6. **Develop a Model**
    - The 'Features.R' file includes 'feature_1', which is a list of band combinations used for developing the ML model.
    - The 'grid_best' function assists in hyperparameter tuning and selecting the best combination.
    - The 'sampling_train_data' function performs undersampling and oversampling of the training dataset in an iterative process to improve the R-squared value of the previous ML model. As this is an iterative process, it may take a long time to complete (in days). 
    - The optimal value must be manually selected from the corresponding R2.x (where x is the cluster number) dataframe file. 

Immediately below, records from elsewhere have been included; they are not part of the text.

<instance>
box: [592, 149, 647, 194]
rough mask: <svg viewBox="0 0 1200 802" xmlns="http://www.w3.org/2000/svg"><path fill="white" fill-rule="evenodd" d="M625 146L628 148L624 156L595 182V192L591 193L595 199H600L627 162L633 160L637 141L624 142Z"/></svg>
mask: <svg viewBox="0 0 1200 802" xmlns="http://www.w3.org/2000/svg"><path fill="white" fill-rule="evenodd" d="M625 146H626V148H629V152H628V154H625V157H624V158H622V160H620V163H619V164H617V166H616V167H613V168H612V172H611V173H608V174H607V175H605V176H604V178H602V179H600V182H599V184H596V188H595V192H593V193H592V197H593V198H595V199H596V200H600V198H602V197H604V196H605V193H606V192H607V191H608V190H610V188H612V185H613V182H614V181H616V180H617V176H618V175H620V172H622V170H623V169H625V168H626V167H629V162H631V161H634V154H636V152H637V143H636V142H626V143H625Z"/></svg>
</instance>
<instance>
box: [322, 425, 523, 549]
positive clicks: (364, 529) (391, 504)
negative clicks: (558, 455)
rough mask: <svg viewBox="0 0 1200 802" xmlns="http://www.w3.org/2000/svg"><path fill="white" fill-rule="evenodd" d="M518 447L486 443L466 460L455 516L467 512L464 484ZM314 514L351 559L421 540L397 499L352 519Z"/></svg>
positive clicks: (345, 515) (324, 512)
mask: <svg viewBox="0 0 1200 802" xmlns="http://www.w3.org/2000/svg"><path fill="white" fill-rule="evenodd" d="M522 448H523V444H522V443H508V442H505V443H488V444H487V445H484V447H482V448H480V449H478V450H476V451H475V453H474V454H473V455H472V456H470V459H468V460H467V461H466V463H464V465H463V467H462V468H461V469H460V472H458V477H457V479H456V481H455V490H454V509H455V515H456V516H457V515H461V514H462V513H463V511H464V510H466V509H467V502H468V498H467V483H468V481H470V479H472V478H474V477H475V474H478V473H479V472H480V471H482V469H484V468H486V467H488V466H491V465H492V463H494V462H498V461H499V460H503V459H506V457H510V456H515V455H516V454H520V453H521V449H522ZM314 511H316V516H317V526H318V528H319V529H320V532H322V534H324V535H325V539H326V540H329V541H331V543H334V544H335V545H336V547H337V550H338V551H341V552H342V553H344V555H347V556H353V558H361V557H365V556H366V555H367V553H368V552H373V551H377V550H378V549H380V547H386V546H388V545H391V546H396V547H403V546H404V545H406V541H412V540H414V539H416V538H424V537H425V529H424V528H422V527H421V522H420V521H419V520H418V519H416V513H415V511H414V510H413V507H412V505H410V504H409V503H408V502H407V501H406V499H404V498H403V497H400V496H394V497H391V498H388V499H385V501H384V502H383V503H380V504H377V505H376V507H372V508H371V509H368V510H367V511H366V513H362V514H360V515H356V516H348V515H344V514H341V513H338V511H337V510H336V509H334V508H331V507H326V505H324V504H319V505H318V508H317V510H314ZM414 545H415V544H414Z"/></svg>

The optimal parameters are selected in the 'Smote_train' and 'undersample_filter' functions.
    - The 'train_model' function creates an ML model using the optimal parameters.

7. **Model Performance Evaluation**
    - The 'prediction_function' estimates the model’s performance using the validation dataset.
    - The 'print_result' function generates a .txt output file that includes the model performance. The file is created in the same directory as the source code.